After making the change, the problem is solved, and according to the log, the special case rarely happens.
Special Case 2
My co-founder and I are building the full-stack toolkit ZenStack on top of Prisma. One of our customers asked if we could resolve an unresolved Prisma issue:
Add findManyAndCount to return count of queried items #7550
Don’t know why Prisma didn’t provide that, but it seems like an easy wrapper to achieve so:
const { items, count } = await prisma.$transaction(async (tx) => {
const items = await tx.user.findMany(query);
const count = await tx.user.count({ where: query.where });
return { items, count };
});
Obviously, it requires two queries for each API call. But that’s the fundamental database limitation, it seems nothing we can do, right?
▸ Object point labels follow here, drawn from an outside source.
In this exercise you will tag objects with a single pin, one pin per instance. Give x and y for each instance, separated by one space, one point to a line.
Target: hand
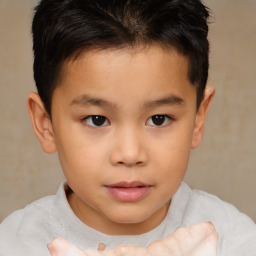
198 240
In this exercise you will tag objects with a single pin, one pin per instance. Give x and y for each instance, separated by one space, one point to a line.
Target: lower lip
132 194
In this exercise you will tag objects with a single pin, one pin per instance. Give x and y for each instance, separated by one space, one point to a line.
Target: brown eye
159 120
97 121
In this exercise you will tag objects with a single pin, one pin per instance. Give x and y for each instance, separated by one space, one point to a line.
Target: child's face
123 124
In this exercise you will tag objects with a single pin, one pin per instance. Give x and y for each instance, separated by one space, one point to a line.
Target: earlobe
201 116
41 122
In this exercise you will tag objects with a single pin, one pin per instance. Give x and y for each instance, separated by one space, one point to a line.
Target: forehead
126 72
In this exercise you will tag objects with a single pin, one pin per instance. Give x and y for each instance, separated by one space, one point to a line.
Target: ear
201 116
41 122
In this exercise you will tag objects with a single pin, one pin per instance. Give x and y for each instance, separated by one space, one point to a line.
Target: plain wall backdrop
225 162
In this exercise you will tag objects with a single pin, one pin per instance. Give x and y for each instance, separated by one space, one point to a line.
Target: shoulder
25 229
237 232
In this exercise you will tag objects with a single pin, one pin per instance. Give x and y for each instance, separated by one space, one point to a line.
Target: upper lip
125 184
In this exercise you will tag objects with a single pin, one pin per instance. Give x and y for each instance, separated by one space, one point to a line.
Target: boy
122 99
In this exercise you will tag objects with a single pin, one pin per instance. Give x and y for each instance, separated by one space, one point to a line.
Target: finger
197 240
101 247
62 247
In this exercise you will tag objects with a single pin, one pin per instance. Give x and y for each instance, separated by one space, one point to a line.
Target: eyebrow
169 100
86 100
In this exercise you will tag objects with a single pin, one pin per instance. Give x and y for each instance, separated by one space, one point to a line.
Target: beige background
225 162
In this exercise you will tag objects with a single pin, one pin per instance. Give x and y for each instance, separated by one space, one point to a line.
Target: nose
129 149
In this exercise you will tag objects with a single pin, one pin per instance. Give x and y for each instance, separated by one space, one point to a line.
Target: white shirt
28 231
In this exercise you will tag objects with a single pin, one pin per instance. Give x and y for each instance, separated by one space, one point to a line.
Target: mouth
129 191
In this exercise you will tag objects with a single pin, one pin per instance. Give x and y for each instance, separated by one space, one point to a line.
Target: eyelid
91 124
166 122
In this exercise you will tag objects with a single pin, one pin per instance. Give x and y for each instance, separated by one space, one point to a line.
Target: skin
198 240
127 87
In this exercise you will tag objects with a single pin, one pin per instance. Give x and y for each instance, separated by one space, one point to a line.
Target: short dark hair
62 29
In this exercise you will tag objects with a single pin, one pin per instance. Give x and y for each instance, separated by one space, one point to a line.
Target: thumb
61 247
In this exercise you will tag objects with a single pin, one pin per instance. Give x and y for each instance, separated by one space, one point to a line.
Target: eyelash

One of our customers doesn’t think so, he offered another special case handling as below:
const { items, count } = await prisma.$transaction(async (tx) => {
const items = await tx.user.findMany(query);
// If it is true, we could avoid another query
if (query.take && items.length < query.take) {
return { items, count: items.length };
}
const count = await tx.user.count({ where: query.where });
return { items, count };
});
Here is his quote:
Especially when building an admin dashboard, extra counts every time you change a filter or a sort direction on a table add up if your database usage is metered, so if the assuredly awesome ZenStack solution could factor that in
Conclusion
Since many people consider programming to have a strong relationship with mathematics. They usually try to find a single solution that fits all cases, like a mathematical formula. However, programming is not about writing code that runs, it is about finding effective solutions to real-world problems. Real-world problems are often complex and multifaceted, and as such, they typically do not have a one-size-fits-all approach.
I do believe programming is an art, but it’s an art of trade-off. It’s a trade-off between time and space, stability and flexibility, performance and code complexity, etc. The ability to balance these trade-offs is an essential part of programming and is what makes it an art.
Therefore, as long as you know it’s the right trade-off, don’t be afraid to make the special case and write more code for that. That’s part of the art.